O reconhecimento de nossas vozes é recente. E são poucas as mulheres que tem coragem de relatar suas histórias tristes. São postas sob desconfiança. São agredidas. Porque romperam com o pacto de silêncio. E é por isso que eu, depois de tanto tempo, decidi erguer minha voz. Por fim, quero dizer que essa história triste não define quem sou, não me marcou mais do que o necessário para me fazer agir. Eu sei quem sou e a que vim. Não me iludo com os efeitos da minha voz solitária. O processo no qual testemunhei seguiu em segredo de justiça e pouca notícia pude obter. Sei que, em primeira instância, houve condenação. Mas, há alguma medida de fato que o impeça de cometer o mesmo crime repetidas vezes? Não.

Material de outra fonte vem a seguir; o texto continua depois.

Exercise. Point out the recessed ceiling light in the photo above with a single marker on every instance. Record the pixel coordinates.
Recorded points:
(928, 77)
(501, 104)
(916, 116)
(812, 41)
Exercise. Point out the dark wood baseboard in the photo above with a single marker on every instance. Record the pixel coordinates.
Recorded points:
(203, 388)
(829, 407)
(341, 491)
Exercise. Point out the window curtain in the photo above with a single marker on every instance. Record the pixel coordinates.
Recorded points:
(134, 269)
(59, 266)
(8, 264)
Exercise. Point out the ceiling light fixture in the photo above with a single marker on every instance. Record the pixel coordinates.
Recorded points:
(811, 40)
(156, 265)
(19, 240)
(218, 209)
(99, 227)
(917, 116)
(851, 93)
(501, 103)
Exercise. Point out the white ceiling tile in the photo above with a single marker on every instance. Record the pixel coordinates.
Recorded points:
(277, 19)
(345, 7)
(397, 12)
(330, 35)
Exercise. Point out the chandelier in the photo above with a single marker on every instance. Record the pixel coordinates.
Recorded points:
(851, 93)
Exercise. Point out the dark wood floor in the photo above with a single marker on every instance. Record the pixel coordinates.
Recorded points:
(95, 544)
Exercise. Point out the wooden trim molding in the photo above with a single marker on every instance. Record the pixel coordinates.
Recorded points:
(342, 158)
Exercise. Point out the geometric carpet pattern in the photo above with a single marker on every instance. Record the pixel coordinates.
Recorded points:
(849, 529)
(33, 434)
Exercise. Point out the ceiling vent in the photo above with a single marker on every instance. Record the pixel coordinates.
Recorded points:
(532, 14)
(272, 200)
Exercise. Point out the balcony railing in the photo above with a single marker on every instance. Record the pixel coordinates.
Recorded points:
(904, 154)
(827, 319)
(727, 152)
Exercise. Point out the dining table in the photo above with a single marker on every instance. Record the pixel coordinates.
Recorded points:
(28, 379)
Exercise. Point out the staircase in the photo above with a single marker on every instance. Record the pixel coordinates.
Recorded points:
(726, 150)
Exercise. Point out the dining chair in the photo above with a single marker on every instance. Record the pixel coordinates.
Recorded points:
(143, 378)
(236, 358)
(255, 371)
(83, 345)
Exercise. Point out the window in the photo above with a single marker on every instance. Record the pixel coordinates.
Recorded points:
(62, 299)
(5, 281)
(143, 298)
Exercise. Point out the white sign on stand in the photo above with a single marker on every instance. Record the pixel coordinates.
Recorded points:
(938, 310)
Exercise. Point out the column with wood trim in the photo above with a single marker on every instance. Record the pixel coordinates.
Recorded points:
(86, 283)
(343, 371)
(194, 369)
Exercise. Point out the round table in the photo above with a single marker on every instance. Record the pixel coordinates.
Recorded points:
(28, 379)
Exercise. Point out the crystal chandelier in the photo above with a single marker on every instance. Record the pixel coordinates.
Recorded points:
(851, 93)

Ainda há um longo caminho a percorrer. As pessoas não gostam de ouvir, não querem falar sobre o assunto. Alguns tem resistência às próprias lembranças. Outros tem medo de perder o poder. Ainda há aqueles que negam cegamente a sexualidade infantil. Mas, é necessário falar dela. É necessário entender que a criança tem seu corpo, dotado de potência, de energia, de vitalidade, que são dela e somente dela. Eu entendo que você prefira condenar os abusadores ao rótulo de pedófilos do que reconhecer que a doença deles é reflexo de uma sociedade patriarcal, na qual feministas ainda são alvo de preconceito e intolerância. Mas, sim, eu sou capaz de dividir esse pedacinho triste do meu passado para, quem sabe, quebrar um pouco essa hipocrisia coletiva e reafirmar a importância do meu feminismo.